Andrew Bacevich has emerged as an important critic of American imperialism. He retired from the Army as a colonel and for many years was active in conservative political circles. He’s now a history professor at Boston University. In his important book,The New American Militarism: How Americans Are Seduced by War (Oxford University Press, 2005), Bacevich argued from the right as a true conservative concerned with how the military-industrial complex has corrupted and endangered American society with its imperialism.

Since that book came out, Bacevich’s credibility has, tragically, been enhanced due to the death of his son in combat in Iraq.  He has made more common cause with progesssives, and now has published The Limits of Power as part of “The American Empire Project,” a series of books featuring numerous writers more identified with the left side of the political spectrum (such as Noam Chomsky, James Carroll, and Walden Bello).

The Limits of Power: The End of American Exceptionalism is a worthy addition to this important series.  Problems identified in Bacevich’s earlier book have only intensified.  He discusses three interrelated crises in our society–the economy, the political, and the military.  With the first two, he gives a helpful if somewhat summary analysis.  It his third major discussion, of the military crisis, that the book hits paydirt.

In just 45 pages, we get an insider’s perceptive explanation of the problems that beset the American military system.  The major problem, Bacevich believes, has been incompetent leadership.
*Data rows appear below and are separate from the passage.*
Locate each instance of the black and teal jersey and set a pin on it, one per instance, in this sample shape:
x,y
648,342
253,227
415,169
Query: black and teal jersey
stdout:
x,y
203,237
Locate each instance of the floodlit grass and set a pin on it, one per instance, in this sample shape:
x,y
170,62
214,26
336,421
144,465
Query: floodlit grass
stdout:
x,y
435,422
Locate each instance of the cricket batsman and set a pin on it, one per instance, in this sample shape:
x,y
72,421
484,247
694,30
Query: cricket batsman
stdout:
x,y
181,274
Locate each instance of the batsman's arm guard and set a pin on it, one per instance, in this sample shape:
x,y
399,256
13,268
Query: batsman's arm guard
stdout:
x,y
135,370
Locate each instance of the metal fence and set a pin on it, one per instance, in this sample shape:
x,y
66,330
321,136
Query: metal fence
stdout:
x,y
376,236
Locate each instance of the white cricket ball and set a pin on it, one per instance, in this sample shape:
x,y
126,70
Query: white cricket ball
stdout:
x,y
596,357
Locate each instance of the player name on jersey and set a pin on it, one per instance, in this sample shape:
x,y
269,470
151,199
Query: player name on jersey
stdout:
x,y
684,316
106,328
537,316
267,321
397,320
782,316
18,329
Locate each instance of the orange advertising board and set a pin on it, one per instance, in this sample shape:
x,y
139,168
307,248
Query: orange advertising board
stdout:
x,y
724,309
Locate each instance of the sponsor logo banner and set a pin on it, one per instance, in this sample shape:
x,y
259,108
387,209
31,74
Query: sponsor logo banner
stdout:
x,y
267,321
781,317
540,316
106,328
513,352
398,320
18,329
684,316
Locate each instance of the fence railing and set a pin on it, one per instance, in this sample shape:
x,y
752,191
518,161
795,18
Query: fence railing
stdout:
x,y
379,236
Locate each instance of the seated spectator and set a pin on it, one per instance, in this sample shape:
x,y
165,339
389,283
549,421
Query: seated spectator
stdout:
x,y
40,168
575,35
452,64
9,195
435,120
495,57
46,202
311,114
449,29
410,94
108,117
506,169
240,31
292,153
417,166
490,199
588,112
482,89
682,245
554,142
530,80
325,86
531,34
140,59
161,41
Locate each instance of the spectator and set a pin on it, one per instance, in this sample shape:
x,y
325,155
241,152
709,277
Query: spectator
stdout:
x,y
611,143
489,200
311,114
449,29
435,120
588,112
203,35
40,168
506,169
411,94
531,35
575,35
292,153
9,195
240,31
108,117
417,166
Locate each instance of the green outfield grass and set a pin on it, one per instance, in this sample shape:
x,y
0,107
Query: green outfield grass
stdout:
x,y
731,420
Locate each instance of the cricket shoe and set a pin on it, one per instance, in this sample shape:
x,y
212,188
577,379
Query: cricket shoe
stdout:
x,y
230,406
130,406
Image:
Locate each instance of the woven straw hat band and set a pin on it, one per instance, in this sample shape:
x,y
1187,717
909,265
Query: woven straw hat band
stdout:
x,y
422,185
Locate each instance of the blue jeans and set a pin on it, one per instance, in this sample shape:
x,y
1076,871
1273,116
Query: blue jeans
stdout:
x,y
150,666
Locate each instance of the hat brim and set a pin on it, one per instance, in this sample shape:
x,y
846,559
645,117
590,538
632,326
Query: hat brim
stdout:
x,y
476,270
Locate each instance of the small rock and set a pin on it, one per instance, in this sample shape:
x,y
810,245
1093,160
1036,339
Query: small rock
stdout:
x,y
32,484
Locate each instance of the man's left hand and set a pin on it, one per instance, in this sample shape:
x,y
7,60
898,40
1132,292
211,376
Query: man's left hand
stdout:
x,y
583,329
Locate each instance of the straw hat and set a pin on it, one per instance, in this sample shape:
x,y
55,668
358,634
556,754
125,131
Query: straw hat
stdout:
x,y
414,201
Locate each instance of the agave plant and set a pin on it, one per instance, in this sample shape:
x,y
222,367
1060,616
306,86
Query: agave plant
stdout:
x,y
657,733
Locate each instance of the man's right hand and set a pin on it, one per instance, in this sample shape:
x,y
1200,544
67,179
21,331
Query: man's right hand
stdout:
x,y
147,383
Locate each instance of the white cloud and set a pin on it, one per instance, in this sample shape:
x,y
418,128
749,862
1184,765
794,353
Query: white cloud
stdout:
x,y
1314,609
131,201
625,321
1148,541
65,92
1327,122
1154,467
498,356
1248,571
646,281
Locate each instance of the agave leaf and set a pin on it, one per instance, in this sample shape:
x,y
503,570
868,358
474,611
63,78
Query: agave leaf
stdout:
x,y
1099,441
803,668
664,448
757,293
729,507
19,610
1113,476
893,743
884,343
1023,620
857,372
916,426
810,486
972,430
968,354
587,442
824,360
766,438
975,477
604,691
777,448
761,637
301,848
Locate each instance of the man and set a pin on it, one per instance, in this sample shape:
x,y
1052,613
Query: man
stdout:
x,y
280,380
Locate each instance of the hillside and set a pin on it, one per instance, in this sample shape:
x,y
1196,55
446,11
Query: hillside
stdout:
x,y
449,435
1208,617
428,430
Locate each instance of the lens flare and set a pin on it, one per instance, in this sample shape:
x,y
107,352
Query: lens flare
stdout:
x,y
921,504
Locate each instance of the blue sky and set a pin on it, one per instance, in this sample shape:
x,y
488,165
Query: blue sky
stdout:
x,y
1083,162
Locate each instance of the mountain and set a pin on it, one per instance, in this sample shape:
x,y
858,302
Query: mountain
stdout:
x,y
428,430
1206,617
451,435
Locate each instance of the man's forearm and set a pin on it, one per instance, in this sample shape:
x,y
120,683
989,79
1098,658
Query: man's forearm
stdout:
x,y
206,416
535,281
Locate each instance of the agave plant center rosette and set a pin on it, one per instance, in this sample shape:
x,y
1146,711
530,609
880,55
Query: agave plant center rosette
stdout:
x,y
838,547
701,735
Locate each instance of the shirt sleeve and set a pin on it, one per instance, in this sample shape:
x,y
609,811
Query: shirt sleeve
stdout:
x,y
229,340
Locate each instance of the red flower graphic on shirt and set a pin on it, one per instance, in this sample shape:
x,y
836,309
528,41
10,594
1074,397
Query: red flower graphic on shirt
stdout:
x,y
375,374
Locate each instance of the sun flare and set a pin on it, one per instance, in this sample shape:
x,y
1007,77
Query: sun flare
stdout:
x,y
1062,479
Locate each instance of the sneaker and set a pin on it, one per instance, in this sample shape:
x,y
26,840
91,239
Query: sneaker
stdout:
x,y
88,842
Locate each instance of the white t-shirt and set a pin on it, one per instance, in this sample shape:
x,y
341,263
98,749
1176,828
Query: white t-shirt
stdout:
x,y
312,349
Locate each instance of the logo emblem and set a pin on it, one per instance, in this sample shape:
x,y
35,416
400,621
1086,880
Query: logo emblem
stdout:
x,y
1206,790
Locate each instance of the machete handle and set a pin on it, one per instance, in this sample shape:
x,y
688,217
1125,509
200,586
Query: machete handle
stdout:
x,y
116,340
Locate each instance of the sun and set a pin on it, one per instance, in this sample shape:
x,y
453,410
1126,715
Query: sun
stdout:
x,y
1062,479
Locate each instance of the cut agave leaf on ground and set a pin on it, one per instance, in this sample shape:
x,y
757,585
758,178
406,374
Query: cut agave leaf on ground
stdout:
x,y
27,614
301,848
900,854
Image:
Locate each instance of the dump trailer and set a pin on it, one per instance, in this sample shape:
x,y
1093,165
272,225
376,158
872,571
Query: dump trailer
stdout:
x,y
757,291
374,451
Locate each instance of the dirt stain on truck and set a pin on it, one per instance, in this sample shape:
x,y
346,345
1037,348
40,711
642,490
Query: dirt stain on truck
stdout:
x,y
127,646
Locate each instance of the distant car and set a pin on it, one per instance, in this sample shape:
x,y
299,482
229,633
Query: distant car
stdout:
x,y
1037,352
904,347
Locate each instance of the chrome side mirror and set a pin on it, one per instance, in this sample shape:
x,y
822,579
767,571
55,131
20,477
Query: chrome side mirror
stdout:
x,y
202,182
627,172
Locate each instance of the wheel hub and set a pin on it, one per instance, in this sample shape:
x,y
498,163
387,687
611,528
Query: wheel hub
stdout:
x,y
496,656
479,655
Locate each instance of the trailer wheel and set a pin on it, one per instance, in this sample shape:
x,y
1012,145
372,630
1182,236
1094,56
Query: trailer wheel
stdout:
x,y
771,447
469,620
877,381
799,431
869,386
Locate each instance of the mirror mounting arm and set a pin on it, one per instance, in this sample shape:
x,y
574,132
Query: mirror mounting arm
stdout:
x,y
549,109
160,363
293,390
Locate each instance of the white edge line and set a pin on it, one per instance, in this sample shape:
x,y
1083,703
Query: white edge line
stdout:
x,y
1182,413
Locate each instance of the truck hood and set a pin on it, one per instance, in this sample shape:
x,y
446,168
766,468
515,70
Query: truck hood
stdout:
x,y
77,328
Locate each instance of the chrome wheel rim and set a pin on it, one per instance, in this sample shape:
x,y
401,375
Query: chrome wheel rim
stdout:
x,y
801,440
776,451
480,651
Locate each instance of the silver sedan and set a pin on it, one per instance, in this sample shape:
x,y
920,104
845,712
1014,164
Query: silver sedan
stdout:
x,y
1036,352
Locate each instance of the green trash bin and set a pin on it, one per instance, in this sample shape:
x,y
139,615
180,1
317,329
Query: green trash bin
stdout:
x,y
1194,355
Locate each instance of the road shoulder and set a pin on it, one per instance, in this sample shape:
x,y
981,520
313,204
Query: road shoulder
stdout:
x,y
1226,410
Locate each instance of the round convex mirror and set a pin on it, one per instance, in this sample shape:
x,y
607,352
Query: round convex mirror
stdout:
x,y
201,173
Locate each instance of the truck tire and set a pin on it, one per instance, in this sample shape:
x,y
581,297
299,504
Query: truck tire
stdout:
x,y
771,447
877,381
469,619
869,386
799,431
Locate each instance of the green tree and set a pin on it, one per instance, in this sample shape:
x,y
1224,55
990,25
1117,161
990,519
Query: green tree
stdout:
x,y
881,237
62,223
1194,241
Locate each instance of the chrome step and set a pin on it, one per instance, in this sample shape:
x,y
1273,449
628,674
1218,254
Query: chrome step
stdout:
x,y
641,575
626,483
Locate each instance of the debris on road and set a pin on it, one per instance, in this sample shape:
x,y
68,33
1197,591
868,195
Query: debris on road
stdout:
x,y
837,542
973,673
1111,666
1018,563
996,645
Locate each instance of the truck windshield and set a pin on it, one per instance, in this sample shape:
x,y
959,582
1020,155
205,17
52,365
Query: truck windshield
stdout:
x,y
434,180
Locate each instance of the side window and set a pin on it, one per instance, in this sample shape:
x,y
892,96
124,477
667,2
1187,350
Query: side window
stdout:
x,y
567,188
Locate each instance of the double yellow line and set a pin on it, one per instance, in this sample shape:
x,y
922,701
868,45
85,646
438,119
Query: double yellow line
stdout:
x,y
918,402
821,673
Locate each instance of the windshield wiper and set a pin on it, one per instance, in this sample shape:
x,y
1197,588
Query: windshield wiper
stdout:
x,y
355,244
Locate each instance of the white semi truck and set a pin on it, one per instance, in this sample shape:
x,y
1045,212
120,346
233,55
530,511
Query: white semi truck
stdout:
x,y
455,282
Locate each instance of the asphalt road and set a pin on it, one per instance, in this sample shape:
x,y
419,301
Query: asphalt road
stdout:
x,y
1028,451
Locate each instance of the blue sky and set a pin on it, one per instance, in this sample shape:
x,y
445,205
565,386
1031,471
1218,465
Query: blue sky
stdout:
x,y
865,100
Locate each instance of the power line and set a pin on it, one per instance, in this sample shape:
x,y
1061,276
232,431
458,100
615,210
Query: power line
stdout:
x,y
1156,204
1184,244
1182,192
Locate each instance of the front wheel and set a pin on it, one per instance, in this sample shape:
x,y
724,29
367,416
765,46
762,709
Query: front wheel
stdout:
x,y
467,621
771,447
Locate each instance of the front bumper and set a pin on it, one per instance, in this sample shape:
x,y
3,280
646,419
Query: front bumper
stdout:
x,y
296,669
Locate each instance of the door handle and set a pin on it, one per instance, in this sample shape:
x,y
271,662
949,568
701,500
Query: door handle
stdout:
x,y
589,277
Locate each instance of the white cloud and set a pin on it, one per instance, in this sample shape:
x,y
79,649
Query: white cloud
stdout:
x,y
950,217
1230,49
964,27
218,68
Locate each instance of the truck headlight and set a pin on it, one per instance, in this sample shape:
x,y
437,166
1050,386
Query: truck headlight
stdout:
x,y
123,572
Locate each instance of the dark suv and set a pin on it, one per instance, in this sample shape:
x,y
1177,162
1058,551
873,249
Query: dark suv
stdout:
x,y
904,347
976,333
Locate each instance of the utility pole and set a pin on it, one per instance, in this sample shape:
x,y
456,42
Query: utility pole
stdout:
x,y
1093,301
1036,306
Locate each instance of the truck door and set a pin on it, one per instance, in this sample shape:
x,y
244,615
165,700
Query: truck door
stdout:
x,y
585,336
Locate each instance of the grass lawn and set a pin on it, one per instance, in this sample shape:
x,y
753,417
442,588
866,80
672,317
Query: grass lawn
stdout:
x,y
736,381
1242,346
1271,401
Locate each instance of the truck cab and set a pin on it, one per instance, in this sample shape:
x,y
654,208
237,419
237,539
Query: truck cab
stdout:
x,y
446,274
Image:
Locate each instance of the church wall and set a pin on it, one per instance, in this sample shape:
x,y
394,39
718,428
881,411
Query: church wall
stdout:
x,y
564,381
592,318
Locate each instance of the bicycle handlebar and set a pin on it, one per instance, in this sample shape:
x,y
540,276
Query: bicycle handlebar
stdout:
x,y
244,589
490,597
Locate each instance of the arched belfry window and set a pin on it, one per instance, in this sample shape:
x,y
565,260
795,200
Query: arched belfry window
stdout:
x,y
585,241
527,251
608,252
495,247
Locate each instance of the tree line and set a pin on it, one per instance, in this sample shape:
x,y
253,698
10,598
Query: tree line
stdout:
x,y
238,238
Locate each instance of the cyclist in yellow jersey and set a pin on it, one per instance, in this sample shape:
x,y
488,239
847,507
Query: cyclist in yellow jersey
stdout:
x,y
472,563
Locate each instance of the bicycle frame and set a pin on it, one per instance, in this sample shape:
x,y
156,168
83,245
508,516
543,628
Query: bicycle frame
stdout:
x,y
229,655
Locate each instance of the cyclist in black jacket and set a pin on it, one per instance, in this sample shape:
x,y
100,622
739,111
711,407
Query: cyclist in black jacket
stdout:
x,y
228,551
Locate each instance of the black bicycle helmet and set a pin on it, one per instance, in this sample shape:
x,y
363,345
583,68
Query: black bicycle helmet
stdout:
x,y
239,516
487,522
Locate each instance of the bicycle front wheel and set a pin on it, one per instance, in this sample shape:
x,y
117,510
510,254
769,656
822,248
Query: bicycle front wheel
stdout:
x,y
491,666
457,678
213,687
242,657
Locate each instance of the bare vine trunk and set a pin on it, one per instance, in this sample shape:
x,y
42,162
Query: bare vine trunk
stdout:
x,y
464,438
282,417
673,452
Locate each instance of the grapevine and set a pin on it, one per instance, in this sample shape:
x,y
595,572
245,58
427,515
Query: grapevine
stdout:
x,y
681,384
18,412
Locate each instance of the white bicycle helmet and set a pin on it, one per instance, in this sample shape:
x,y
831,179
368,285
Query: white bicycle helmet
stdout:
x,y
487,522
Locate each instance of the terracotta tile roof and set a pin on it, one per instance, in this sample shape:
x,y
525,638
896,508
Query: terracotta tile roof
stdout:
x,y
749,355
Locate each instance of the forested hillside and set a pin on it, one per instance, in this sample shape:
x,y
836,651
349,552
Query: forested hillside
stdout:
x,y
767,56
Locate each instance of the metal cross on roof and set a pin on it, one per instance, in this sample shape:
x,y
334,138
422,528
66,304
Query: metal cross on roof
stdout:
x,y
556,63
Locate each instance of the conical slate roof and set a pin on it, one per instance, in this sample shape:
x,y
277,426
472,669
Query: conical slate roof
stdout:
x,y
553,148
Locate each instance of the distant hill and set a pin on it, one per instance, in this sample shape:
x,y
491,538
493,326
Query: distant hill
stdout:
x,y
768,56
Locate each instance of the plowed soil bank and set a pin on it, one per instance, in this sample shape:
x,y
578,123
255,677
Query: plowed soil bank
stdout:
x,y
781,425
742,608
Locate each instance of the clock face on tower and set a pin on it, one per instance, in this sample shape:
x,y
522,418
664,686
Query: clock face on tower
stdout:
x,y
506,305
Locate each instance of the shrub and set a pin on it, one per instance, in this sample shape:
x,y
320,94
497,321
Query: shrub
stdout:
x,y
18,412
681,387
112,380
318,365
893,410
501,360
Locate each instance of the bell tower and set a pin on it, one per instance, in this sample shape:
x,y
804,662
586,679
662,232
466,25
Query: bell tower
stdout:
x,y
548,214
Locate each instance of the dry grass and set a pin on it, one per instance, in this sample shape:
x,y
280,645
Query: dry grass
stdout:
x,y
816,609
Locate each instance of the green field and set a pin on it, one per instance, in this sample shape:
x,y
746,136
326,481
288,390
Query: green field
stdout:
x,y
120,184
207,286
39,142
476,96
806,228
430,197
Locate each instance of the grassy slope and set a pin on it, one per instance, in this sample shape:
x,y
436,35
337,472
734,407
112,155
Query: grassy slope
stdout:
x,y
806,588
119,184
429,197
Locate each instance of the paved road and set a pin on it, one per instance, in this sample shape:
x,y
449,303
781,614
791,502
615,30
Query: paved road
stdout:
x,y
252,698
He shows how military and political leaders have learned all the wrong lessons from the wars in Iraq (especially) and Afghanistan.  The lessons that have been learned (realizing that the military needs to be oriented toward the “next war” [e.g., rooting out insurgents, nation-building, and training and advising “host nation” forces], the need to empower military professionals vis-a-vis political leaders, and the need to repair the relationship between army and society [perhaps by reinstituting a draft]) are actually conclusions that will push the U.S. farther down the road of self-destruction.

Bacevich argues that instead of preparing for more effective engagement in “small wars” we need to devise a nonimperial foreign policy.  Instead of giving top military leaders more power vis-a-vis politicians, we need to find a way to develop and promote skilled leaders instead of the type who have risen in the ranks in the past generation.  And instead of expanding our military with a draft, we need to find ways to transform our professional army into a force for genuine national defense and service to the American republic (as opposed to the American empire).

Bacevich concludes, “American doesn’t need a bigger army.  It needs a smaller–that is, more modest–foreign policy” (169).

This is good stuff. All of us who oppose the Pax Americana should be grateful that Bacevich’s voice has emerged.  At some point down the road, though, after making common cause with people such as Bacevich, the Christian pacifist will recognize the need to part ways. Bacevich, in the end I think, wants to reform the system and create a kindler, gentler superpower that still relies on the power of the sword in furthering its self-interests. I suspect his reformist instincts will ultimately be shattered on the realities that our military-industrial system as its exists will never lend itself to the kind of changes Bacevich would advocate.  Perhaps then he will move further away from the idea that it is possible to have the kind of permanent military infrastructure he seems to envision and still have a functioning and humane democratic society.  Then maybe he will help in dismantling rather than reforming what we presently have.